As principais vantagens da plataforma robótica são:
- melhor visualização com imagem 3D
- maior estabilidade do campo operatório
- maior precisão dos movimentos cirúrgicos
- maior habilidade para realização de movimentos cirúrgicos
- maior ergonomia para o cirurgião realizar os procedimentos
A ferramenta robótica permite a realização de cirurgias mais complexos, com maior precisão e segurança, como em pacientes obesos; hérnias grandes; pacientes com hérnias recidivadas ou cirurgias prévias.
Escolha da técnica
A escolha do procedimento deve ser baseada na experiência do cirurgião, assim como nas características do paciente. Pacientes idosos e/ou com comorbidades, particularmente, são candidatos aos procedimentos com anestesia local. A abordagem laparoscópica está indicada principalmente nas hérnias bilaterais e recidivadas. Entretanto, a menor dor pós-operatória e menor tempo de recuperação tem tornado este o método de escolha mesmo nos casos unilaterais.
Nós, já ha alguns anos temos dado preferências as técnicas laparoscópicas/minimamente invasivas principalmente pelos excelentes resultados descritos na literatura e também em nossa casuística: menor dor pós-operatoria, retorno mais precoce as atividades, menor dor crônica e excelente resultado estético.

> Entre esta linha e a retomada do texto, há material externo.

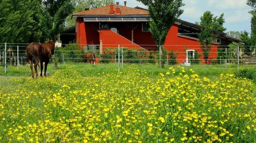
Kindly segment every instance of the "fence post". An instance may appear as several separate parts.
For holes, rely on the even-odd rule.
[[[239,46],[237,46],[237,70],[239,72]]]
[[[6,73],[6,47],[7,46],[7,43],[5,43],[4,44],[4,73]]]
[[[122,68],[124,68],[124,50],[122,47]]]
[[[19,46],[17,46],[17,67],[19,69]]]
[[[225,64],[226,65],[226,68],[227,68],[227,47],[226,47],[226,56],[225,56]]]
[[[166,55],[166,56],[167,56],[167,65],[169,65],[169,61],[168,61],[168,52],[167,52],[167,55]]]
[[[118,72],[120,72],[120,45],[118,45]]]

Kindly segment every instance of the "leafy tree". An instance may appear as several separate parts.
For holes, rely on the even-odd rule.
[[[203,26],[204,28],[201,29],[201,32],[198,34],[198,37],[205,63],[208,61],[210,50],[212,48],[213,31],[215,30],[223,32],[226,30],[226,29],[223,27],[223,24],[225,22],[223,18],[224,14],[221,14],[219,17],[217,16],[213,17],[213,14],[210,11],[207,11],[200,18],[200,25]]]
[[[213,18],[212,20],[212,28],[214,30],[221,32],[224,32],[227,30],[226,28],[223,27],[223,25],[225,23],[225,20],[223,18],[224,17],[224,13],[222,13],[219,18],[217,16]]]
[[[200,18],[200,25],[203,27],[212,28],[213,22],[213,14],[209,11],[205,12]]]
[[[201,33],[198,34],[199,42],[201,45],[201,49],[203,50],[205,63],[207,63],[210,50],[212,48],[212,29],[210,26],[205,26],[203,29],[201,29]]]
[[[227,35],[237,39],[240,39],[241,33],[239,31],[230,31],[227,32]]]
[[[35,0],[0,0],[0,42],[28,43],[40,34]]]
[[[72,0],[39,0],[43,40],[54,39],[64,28],[66,18],[73,11]]]
[[[242,31],[241,33],[241,39],[244,43],[244,45],[241,47],[242,50],[244,54],[252,55],[253,50],[252,46],[255,46],[256,44],[255,35],[252,34],[250,37],[249,33],[246,31]]]
[[[75,8],[72,13],[83,11],[86,8],[90,9],[109,5],[111,0],[73,0],[75,4]],[[75,21],[71,19],[72,14],[70,15],[66,19],[66,26],[70,27],[75,25]]]
[[[175,21],[183,13],[181,7],[185,5],[182,0],[137,0],[148,7],[152,21],[150,31],[156,44],[163,45],[167,34]],[[162,60],[163,47],[159,47],[159,65],[163,67]]]
[[[194,22],[194,24],[196,24],[197,25],[200,25],[200,22],[199,21],[195,21],[195,22]]]

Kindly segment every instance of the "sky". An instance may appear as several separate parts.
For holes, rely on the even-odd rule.
[[[147,8],[136,0],[126,0],[127,6],[137,6]],[[118,1],[115,0],[116,1]],[[183,0],[185,5],[182,8],[184,10],[180,18],[185,21],[194,23],[200,21],[200,17],[207,10],[211,11],[214,16],[219,17],[224,13],[225,22],[224,27],[226,32],[244,31],[251,32],[251,15],[248,12],[251,7],[246,4],[247,0]],[[124,2],[119,1],[120,4]]]

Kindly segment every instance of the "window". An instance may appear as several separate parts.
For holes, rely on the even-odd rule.
[[[142,23],[142,32],[149,32],[150,28],[148,22]]]
[[[215,41],[215,42],[217,42],[217,43],[220,43],[221,41],[221,39],[215,39],[215,40],[214,40],[214,41]]]
[[[108,29],[108,23],[101,23],[100,24],[100,29]]]
[[[194,59],[194,50],[187,50],[187,55],[188,57],[193,57],[193,59]]]

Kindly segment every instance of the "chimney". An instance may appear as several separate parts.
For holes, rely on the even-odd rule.
[[[114,14],[114,2],[110,2],[110,14]]]
[[[119,2],[116,2],[116,5],[115,6],[115,14],[120,14],[120,5],[119,5]]]

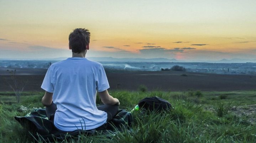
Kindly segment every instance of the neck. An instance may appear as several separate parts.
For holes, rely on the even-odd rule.
[[[80,57],[81,58],[84,58],[85,57],[85,54],[87,50],[85,50],[84,52],[82,52],[80,53],[72,53],[72,57]]]

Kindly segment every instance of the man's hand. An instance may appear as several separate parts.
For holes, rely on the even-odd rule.
[[[45,95],[42,98],[42,103],[45,106],[49,106],[52,104],[52,102],[53,93],[45,92]]]
[[[120,105],[119,101],[116,98],[113,97],[109,95],[108,90],[102,92],[99,92],[100,99],[104,104],[107,105]]]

Mais recentemente incorporamos a cirurgia robótica como uma alternativa para oferecer aos pacientes. A cirurgia robótica mantêm os mesmo princípios da cirurgia laparoscópica, ou seja, minimamente invasiva. Entretanto, esta ferramenta permite a realização de casos mais complexos, com maior precisão e segurança, como em pacientes obesos; hérnias grandes; pacientes com hérnias recidivadas ou cirurgias prévias.
Complicações
Orquite isquêmica – é definida como inflamação do testículo, geralmente ocorre entre 1 e 5 dias após a cirurgia. Os sintomas são dor, edema e endurecimento do testículo associado a febre baixa. O manejo consiste em suspensório escrotal e anti-inflamatórios. Esta condição pode progredir para necrose testicular dentro de alguns dias ou ter um curso lento, resultando em atrofia testicular. Felizmente, a maioria dos pacientes recupera da orquite isquêmica sem intercorrências.
Seroma – consiste no acúmulo de líquido no local da cirurgia. São raramente de relevância clínica, com resolução espontânea na grande maioria dos casos. Calor local pode ajudar, enquanto a punção/drenagem está apenas indicada para os casos que não resolvem após 4-6 semanas.
Hematoma escrotal – podem ser prevenidos por meio de hemostasia adequada. Tratamento conservador (gelo, suspensório escrotal, analgésicos) é suficiente na maioria dos casos, porém grandes hematomas podem necessitar drenagem cirúrgica.
Infecção – o risco de infecção de ferida cirúrgica é de 1% a 4%, sendo menor nos reparos laparoscópicos. A presença de infecção não exige necessariamente a retirada da prótese.
Infertilidade – injúria do ducto deferente (canal por onde passam os espermatozoides) pode ocorrer, e se bilateral pode causar infertilidade.
Lesões vasculares, no intestino ou na bexiga também podem ocorrer. Felizmente são bastante raras e associados principalmente a pacientes com grandes hérnias, hérnias recidivadas e/ou cirurgias prévias.